Pengobatan, Terapi Utama dan Suportif | OTC Digest

Pengobatan, Terapi Utama dan Suportif

“Hingga saat ini, belum ada obat yang bisa menyembuhkan multiple sclerosis (MS),” tutur dr. Riwanti Estiasari, Sp.S, Sekretaris Yayasan Multiple Sclerosis Indonesia (YMSI). Namun, pasien perlu menjalani pengobatan untuk memperlambat pemburukan/progresi penyakit. Pengobatannya berbeda pada fase relaps dan fase remisi.

Terapi relaps hanya diberikan saat relaps atau serangan. Obatnya berupa kortikosteroid misalnya methylprednisolone, yang diberikan secara intravena (infus) untuk mengurangi peradangan pada saraf. Dengan atau tanpa diobati, kekambuhan akan hilang dengan sendirinya. Namun bila tidak diobati, makin lama kerusakan myelin makin berat. “Dengan terapi, kita berharap bahwa kerusakan tidak menjadi berat. Relaps-nya tidak lama dan cepat membaik,” ujar dr. Riwanti. 

Pengobatan bisa menimbulkan efek samping seperti insomnia (susah tidur), perubahan mood, kenaikan tekanan darah dan retensi cairan. Namun umumnya hanya sementara, dan pengobatan sendiri tidak berlangsung lama, “Hanya 6-7 hari. Setelah itu dihentikan, dan dilanjutkan dengan terapi jangka panjang,” papar dr. Riwanti.

 

Terapi jangka panjang

Terapi jangka panjang menggunakan obat yang ada dalam kelompok disease modifying therapy. “Obat ini bekerja dengan memodifikasi sistem imun. Yang tadinya berubah sifat menyerang sel saraf, dimodifikasi oleh obat agar tidak menyerang lagi,” terang dr. Riwanti. Di Indonesia, yang tersedia baru obat lini pertama, misalnya interferon beta (IFNβ) diberikan secara suntik, 3x seminggu.

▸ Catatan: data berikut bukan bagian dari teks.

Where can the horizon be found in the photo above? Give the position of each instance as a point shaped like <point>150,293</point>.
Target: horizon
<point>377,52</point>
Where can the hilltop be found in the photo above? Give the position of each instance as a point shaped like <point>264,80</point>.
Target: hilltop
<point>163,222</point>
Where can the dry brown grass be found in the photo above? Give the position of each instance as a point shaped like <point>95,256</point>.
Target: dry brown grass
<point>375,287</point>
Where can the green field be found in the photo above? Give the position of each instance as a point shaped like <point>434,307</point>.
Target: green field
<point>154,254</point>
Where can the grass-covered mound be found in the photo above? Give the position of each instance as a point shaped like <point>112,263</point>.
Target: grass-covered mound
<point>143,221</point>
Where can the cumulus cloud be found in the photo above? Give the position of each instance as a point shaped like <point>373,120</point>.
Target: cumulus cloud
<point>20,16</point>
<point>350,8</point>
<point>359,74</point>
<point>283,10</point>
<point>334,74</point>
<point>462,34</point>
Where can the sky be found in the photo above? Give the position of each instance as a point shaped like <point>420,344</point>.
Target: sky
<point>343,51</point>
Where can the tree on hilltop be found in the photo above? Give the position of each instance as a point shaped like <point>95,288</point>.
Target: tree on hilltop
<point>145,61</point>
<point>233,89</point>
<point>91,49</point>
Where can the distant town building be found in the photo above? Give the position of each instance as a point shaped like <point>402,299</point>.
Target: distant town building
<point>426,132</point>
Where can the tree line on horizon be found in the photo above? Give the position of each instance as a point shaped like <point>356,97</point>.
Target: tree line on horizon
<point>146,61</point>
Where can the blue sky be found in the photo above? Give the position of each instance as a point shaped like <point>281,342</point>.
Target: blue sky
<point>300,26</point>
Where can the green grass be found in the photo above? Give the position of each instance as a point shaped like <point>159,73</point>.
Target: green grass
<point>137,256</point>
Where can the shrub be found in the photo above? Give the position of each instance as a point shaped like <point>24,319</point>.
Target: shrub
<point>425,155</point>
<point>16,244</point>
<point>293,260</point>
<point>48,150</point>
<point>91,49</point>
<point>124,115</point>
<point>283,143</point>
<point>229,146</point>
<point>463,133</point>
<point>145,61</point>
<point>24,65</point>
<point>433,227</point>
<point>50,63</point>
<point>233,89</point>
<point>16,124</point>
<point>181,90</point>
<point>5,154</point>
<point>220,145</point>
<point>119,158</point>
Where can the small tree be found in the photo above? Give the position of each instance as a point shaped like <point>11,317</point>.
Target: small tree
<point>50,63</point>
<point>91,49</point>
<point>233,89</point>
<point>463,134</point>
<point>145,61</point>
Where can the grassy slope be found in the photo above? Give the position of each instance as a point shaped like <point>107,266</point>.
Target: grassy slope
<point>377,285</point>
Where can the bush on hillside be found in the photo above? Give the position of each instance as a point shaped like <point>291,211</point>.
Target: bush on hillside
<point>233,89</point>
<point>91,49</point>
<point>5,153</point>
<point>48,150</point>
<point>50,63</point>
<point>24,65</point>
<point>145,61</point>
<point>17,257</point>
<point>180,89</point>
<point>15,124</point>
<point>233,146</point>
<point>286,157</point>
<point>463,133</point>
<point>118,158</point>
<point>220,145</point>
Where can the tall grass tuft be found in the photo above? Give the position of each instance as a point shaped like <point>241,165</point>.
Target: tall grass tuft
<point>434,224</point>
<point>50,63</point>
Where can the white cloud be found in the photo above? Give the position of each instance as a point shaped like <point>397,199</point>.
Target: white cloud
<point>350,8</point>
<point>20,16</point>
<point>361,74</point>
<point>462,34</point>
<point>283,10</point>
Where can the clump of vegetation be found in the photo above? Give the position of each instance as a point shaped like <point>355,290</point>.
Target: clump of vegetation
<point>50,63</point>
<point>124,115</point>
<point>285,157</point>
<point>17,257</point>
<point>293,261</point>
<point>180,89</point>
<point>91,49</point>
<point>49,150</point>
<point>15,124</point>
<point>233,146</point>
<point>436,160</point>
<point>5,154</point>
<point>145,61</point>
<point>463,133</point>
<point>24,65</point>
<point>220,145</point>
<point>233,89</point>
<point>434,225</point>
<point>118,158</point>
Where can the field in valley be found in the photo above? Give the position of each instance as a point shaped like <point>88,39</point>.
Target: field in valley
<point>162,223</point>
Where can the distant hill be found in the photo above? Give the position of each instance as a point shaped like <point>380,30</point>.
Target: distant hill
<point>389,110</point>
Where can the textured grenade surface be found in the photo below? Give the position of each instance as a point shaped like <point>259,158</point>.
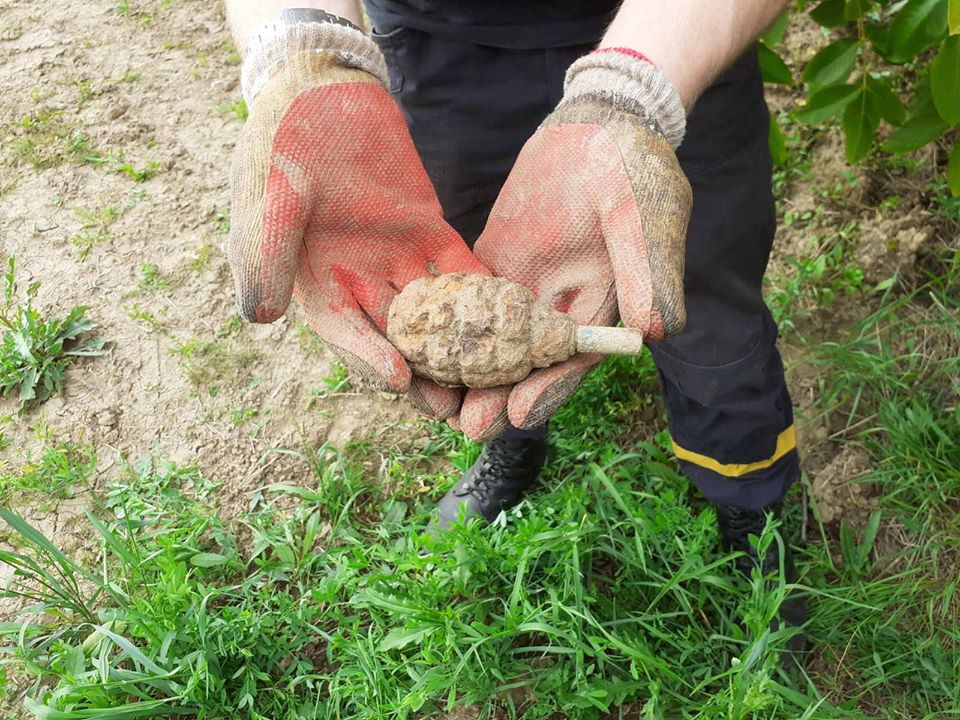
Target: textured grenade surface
<point>476,330</point>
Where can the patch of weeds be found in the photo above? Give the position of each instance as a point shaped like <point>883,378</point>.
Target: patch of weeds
<point>142,174</point>
<point>151,279</point>
<point>58,470</point>
<point>341,607</point>
<point>84,92</point>
<point>814,282</point>
<point>239,415</point>
<point>206,363</point>
<point>238,108</point>
<point>796,164</point>
<point>222,221</point>
<point>96,224</point>
<point>45,140</point>
<point>334,383</point>
<point>146,317</point>
<point>232,54</point>
<point>35,351</point>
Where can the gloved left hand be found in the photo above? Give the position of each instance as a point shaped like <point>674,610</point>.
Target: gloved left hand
<point>592,219</point>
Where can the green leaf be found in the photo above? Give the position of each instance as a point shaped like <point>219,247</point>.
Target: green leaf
<point>918,25</point>
<point>945,80</point>
<point>832,65</point>
<point>829,13</point>
<point>855,9</point>
<point>953,170</point>
<point>915,133</point>
<point>887,102</point>
<point>860,122</point>
<point>399,638</point>
<point>778,143</point>
<point>772,67</point>
<point>825,104</point>
<point>208,560</point>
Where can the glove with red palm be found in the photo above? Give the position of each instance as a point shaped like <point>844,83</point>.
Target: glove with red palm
<point>592,219</point>
<point>331,203</point>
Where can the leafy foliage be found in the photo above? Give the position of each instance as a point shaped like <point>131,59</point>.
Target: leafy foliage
<point>880,51</point>
<point>35,352</point>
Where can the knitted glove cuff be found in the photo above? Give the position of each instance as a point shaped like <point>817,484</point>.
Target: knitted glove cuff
<point>278,41</point>
<point>629,82</point>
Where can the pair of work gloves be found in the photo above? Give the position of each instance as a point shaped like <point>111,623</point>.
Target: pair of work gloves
<point>332,206</point>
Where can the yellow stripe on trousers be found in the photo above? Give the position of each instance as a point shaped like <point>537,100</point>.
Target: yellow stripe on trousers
<point>786,441</point>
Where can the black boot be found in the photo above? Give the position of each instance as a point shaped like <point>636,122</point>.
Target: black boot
<point>736,525</point>
<point>504,471</point>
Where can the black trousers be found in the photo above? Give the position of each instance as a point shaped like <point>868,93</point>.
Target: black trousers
<point>470,108</point>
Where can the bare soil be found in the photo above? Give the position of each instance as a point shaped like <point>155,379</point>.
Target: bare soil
<point>151,86</point>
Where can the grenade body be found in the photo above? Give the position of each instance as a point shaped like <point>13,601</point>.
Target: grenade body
<point>476,330</point>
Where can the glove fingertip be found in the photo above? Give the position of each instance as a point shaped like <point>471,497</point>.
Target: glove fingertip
<point>484,413</point>
<point>433,400</point>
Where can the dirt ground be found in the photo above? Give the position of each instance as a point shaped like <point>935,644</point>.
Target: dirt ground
<point>149,87</point>
<point>117,126</point>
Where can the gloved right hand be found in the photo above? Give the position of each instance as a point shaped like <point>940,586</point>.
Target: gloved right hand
<point>331,203</point>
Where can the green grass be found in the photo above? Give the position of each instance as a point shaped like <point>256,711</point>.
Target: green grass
<point>44,139</point>
<point>34,350</point>
<point>603,595</point>
<point>58,470</point>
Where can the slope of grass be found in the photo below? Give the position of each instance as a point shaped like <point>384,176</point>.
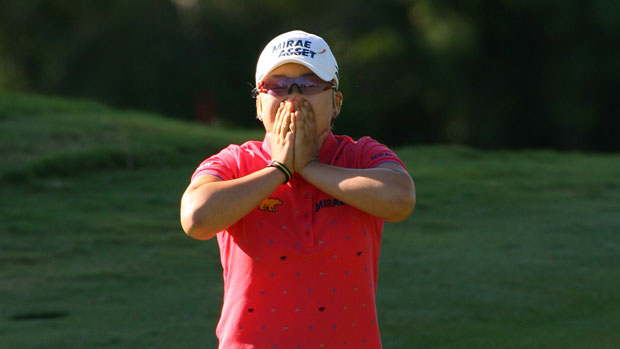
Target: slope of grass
<point>505,249</point>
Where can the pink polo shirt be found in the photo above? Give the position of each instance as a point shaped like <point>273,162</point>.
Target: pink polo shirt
<point>300,270</point>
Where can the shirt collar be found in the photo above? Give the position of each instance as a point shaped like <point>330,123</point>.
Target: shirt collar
<point>328,149</point>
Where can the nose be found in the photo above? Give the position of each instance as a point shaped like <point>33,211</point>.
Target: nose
<point>291,89</point>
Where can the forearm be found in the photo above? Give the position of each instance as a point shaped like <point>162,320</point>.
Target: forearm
<point>382,192</point>
<point>213,206</point>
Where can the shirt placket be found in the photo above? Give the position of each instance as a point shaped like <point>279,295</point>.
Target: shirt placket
<point>307,216</point>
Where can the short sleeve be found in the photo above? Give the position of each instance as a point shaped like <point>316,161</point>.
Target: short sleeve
<point>222,165</point>
<point>373,153</point>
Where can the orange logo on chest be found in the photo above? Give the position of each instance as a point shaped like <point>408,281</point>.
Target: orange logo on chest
<point>269,204</point>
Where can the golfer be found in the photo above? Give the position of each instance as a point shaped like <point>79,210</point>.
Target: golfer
<point>298,216</point>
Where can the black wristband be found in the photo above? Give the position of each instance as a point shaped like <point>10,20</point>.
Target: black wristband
<point>282,167</point>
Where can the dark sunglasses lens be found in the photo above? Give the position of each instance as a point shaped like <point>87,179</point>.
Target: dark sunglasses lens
<point>281,86</point>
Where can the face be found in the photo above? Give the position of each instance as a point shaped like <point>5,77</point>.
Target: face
<point>325,104</point>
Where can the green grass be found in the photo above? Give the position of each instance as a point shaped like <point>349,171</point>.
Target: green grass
<point>505,249</point>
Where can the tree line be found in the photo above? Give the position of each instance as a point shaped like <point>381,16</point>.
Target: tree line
<point>491,74</point>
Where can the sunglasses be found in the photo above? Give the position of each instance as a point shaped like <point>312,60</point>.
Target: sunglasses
<point>279,86</point>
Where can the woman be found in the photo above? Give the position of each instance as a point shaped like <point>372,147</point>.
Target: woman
<point>299,216</point>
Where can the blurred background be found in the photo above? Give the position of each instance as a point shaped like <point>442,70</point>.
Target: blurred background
<point>486,73</point>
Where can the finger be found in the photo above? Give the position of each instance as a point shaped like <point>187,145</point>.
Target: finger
<point>286,121</point>
<point>278,121</point>
<point>293,124</point>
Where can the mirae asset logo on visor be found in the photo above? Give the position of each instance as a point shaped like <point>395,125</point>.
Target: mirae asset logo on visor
<point>295,48</point>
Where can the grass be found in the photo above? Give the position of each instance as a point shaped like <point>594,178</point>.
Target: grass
<point>505,249</point>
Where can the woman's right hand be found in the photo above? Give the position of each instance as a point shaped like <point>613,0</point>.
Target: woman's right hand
<point>282,138</point>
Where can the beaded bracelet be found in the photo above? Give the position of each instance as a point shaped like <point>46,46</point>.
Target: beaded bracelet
<point>282,167</point>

Meski obat tidak bisa menyembuhkan, diharapkan dapat menghambat progresivitas penyakit dengan cara memperlambat kerusakan saraf, mencegah relaps dan memperpendek durasi relaps. Diharapkan relaps akan jauh berkurang. Kalaupun terjadi relaps, “Sebentar saja dan fase remisinya memanjang.” Relaps sebulan sekali misalnya, bisa diperlambat jadi hanya sekali setahun.

Di Indonesia, ada beberapa kendala untuk terapi jangka panjang MS. Belum banyak neurolog (dokter spesialis saraf) yang mau memberikan disease modifying therapy. Alasannya,  belum yakin benarkah pasiennya menderita MS, sehingga ragu melanjutkan ke terapi jangka panjang.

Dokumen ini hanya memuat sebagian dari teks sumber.